Laurent Hoebrechts
Laurent Hoebrechts Journaliste musique

CALIFORNIA LOVE – AVEC SON PREMIER VÉRITABLE ALBUM POST-GANGSTA, KENDRICK LAMAR RACONTE UNE VIE D’ADO DANS LE GHETTO DE COMPTON, LOS ANGELES. LE DISQUE RAP DE 2012?

« GOOD KID, M.A.A.D. CITY »

DISTRIBUÉ PAR UNIVERSAL.

Kendrick Lamar a 7 ans. Peut-être 8. Dans la rue en bas de chez lui, c’est l’effervescence. Tupac et Dr Dre sont dans la place pour tourner le clip de California Love, tube de 1996. Pas la version « mad max » du réalisateur Hype Williams, tournée dans le désert, et qui servira de vidéo officielle. Mais un premier essai qui ne sera finalement jamais diffusé. Soit. Le petit Lamar a beau ne pas encore penser à la musique, on n’échappe pas toujours à son destin…
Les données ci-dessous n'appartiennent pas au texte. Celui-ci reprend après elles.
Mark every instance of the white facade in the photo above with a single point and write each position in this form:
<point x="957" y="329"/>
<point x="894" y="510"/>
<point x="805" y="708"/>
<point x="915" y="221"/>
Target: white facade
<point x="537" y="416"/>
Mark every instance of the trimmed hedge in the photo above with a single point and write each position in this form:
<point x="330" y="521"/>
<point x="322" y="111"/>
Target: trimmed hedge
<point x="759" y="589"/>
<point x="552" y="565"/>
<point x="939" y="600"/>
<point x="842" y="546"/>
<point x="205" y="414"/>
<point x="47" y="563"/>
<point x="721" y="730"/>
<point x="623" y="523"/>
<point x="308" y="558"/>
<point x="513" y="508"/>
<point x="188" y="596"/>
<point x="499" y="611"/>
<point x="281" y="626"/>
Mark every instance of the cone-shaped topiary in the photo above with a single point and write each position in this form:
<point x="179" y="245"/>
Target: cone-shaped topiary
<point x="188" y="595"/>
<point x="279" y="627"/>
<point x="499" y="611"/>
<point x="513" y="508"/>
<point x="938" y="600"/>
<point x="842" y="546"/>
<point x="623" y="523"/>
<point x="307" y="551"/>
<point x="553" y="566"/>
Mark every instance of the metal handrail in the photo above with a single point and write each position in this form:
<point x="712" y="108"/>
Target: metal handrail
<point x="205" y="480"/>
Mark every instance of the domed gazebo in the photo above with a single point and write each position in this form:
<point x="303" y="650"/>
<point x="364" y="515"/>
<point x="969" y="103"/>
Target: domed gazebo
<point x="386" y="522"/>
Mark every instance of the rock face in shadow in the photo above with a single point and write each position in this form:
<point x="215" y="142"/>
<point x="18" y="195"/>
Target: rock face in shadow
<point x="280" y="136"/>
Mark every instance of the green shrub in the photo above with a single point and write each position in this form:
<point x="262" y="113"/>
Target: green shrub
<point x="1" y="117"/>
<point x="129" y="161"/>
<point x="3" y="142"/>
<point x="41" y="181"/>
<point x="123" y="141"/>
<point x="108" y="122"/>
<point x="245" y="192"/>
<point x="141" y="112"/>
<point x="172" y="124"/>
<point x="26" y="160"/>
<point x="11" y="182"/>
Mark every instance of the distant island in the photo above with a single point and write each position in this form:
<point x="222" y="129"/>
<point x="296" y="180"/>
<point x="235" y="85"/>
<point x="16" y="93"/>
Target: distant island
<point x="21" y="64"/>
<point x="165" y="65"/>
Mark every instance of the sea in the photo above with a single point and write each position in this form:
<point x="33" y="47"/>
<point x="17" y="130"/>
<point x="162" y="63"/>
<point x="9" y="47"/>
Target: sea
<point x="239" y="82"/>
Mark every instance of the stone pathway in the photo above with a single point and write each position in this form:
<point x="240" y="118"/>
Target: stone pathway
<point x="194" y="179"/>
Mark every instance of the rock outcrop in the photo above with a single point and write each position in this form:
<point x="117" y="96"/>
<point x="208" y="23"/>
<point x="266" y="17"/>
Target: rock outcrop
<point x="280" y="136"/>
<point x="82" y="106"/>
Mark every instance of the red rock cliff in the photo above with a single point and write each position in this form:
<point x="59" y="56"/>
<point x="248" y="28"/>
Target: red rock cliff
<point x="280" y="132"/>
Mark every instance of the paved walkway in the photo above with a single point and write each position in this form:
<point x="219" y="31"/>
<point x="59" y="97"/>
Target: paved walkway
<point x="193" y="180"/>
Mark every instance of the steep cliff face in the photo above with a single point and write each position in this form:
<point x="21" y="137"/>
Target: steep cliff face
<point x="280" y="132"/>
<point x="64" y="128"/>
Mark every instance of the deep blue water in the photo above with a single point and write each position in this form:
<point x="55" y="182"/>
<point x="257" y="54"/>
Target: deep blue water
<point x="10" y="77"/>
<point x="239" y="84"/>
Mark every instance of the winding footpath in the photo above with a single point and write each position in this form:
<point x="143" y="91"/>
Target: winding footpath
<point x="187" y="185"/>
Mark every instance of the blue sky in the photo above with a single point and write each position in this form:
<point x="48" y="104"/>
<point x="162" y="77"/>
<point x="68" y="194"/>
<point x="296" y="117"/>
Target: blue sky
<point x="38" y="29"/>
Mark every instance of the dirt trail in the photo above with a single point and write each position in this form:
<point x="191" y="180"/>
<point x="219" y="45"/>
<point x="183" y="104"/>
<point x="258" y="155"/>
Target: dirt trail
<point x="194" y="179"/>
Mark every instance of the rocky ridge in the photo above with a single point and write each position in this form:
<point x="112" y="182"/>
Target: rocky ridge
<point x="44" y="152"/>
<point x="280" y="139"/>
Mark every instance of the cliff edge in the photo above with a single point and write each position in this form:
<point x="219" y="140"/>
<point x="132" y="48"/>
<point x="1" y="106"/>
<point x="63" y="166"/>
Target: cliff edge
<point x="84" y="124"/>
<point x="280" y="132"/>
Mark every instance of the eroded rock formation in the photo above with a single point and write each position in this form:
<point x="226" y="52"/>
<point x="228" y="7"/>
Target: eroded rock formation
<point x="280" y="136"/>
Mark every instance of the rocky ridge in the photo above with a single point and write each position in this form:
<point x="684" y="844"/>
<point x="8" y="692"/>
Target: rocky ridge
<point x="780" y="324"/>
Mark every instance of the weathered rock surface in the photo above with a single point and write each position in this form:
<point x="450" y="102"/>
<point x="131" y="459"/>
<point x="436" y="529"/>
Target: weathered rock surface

Seize ans plus tard, après sa « mixtape » Section. 80, Kendrick Lamar, protégé de Dr Dre, sort son premier véritable album, intitulé good kid, m.A.A.d city. Une chronique autobiographique brillante, à la fois intime et épique. Le disque hip hop de l’année, ni plus ni moins.

Straight outta Compton

Kendrick Lamar est né à Compton, Los Angeles. Pas le genre d’endroit facile à vivre. Un quartier-ghetto noir, qui reste notamment la proie de règlements de compte réguliers entre gangs rivaux. Même si la situation ne semble plus aussi explosive que dans les années 80-90. A l’époque, le hip hop avait été la première et seule musique à refléter le chaos urbain. En 88, le collectif NWA sortait Straight Outta Compton et inventait du même coup le gangsta rap. Pour le meilleur. Et aussi pour le pire, la virulence du propos devenant rapidement un gimmick marketing comme un autre.  » America target our rap market, its controversy and hate« , rappe Lamar, lucide.

Il prolonge lui-même cette histoire. A sa manière. Dans le clip de Straight Outta Compton, NWA avançait en bande, menaçant, les baskets en flammes. Autre époque, autre optique: Lamar préfère l’introspection, moins dans la dénonciation que dans le récit personnel. Good kid, m.A.A.d city raconte la trajectoire d’un ado de 17 ans, ses errances, ses doutes, constamment sur le fil: my Angry Adolescence divided (m.A.A.d, donc). La drague, l’alcool ( Swimming Pool), la violence, les mauvais coups, l’effet de bande (  » I’ve never been violent, until I’m with the homies« , avoue-t-il sur The Art of Peer Pressure)… Tout y passe, avec un sens du storytelling aussi simple que fulgurant ( » It’s 2.30 and the sun is beaming/Air conditioner broke and I hear my stomach screamin’ « ). Cela donne notamment le diptyque Sing About Me/I’m Dying of Thirst, sommet de l’album, morceau-charnière long de 12 minutes. Il est suivi par Real, mot-clé de l’univers hip hop auquel Lamar redonne une nouvelle intensité. Entre les morceaux, des extraits de conversation avec les parents de Lamar apparaissent comme des contrepoints, qui achèvent de donner une envergure inattendue au disque. Au magazine Complex, le rappeur déclarait notamment vouloir que l’on pense à son album, « en se disant: « Je sais qui est cette personne « , plutôt que « C’est la chanson qui a fait un carton. «  » Mission accomplie.

La black music a toujours été traversée par une certaine tradition des ghetto stories, riche de véritables chefs-d’£uvre, du Innervisions de Stevie Wonder au Ready to Die de Notorious BIG. On peut désormais y ajouter Good kid, m.A.A.d city.